La violence faite aux femmes

Samedi 21 mai 2011

Les 17 et 18 mars 2011, l’Union syndicale Solidaires, la FSU et la CGT organisaient pour la quatorzième année consécutive, à la Bourse du travail de Paris, les journées intersyndicales des femmes. Ces deux journées ont réuni près de 400 femmes et hommes qui ont, entre autre, débattu d’une question tristement récurrente : la violence faite aux femmes

Manu Piet (Collectif féministe contre le viol), Suzy Rojtman (Collectif national pour le droit des femmes) et Marilyn Baldeck (Association européenne contre les violences faites aux femmes au travail) sont intervenues sur les points suivants :

  • les enjeux de la lutte contre ces violences ;
  • les avancées et les limites de la loi du 9 juillet 2010 ;
  • les violences au travail.

En France, il est incontestable que les luttes menées par les femmes depuis une quarantaine d’années ont permis de grandes victoires, notamment en ce qui concerne le droit de disposer librement de son corps.
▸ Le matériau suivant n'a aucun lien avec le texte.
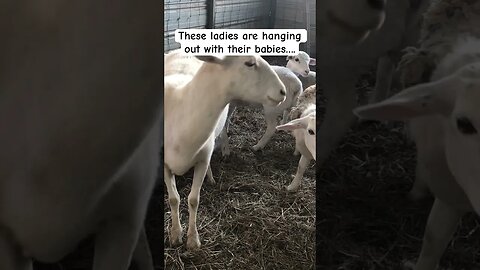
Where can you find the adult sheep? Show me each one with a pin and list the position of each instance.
(444, 119)
(80, 115)
(197, 95)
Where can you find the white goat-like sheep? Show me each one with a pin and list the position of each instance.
(293, 87)
(445, 119)
(196, 98)
(340, 66)
(80, 115)
(299, 64)
(445, 122)
(349, 21)
(303, 125)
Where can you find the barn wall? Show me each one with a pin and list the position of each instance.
(298, 14)
(236, 14)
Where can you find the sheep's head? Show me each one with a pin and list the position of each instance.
(457, 98)
(249, 78)
(307, 124)
(350, 21)
(300, 63)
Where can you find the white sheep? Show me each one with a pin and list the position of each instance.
(299, 64)
(80, 115)
(349, 21)
(445, 121)
(293, 87)
(193, 106)
(340, 67)
(303, 126)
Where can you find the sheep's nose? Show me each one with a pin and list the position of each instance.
(377, 4)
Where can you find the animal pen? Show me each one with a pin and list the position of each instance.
(247, 220)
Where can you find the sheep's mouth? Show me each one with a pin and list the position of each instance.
(356, 30)
(274, 101)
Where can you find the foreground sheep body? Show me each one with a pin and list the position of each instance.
(341, 66)
(79, 133)
(349, 21)
(299, 64)
(293, 88)
(303, 126)
(190, 125)
(445, 121)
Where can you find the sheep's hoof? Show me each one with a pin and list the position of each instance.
(416, 195)
(193, 242)
(176, 238)
(408, 265)
(225, 151)
(292, 188)
(257, 147)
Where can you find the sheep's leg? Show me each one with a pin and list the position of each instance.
(174, 201)
(442, 223)
(142, 257)
(10, 256)
(114, 245)
(341, 99)
(193, 240)
(224, 140)
(383, 82)
(271, 119)
(210, 178)
(284, 117)
(297, 180)
(420, 188)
Pourtant, il est indispensable de rester extrêmement vigilant(e)s d’une part parce que bien des acquis sont remis en cause, et d’autre part parce que beaucoup reste à faire pour garantir aux femmes une réelle égalité face aux hommes.

De tout temps, à travers le monde, la domination masculine s’est portée sur le marquage du corps des femmes. Elle s’est déclinée par toutes les atteintes physiques possibles, poussant souvent jusqu’à l’horreur, voire la mort des femmes. Ainsi, le viol inscrit cette domination masculine dans tous les secteurs de la vie et vise systématiquement la réduction de l’intégrité des femmes. À titre d’exemple, il aura fallu attendre 1992 pour qu’en France le viol conjugal soit reconnu !

Les avancées législatives sont importantes mais encore insuffisantes. Outre la nécessité d’une réelle volonté politique, outre la nécessité d’agir immédiatement pour protéger physiquement les femmes victimes de violences, il est indispensable de changer les mentalités de l’ensemble de la population. Les mots employés, dans les médias par exemple, déterminent des représentations erronées et empêchent une véritable prise de conscience de tous qui permettrait d’imposer une réelle protection des femmes.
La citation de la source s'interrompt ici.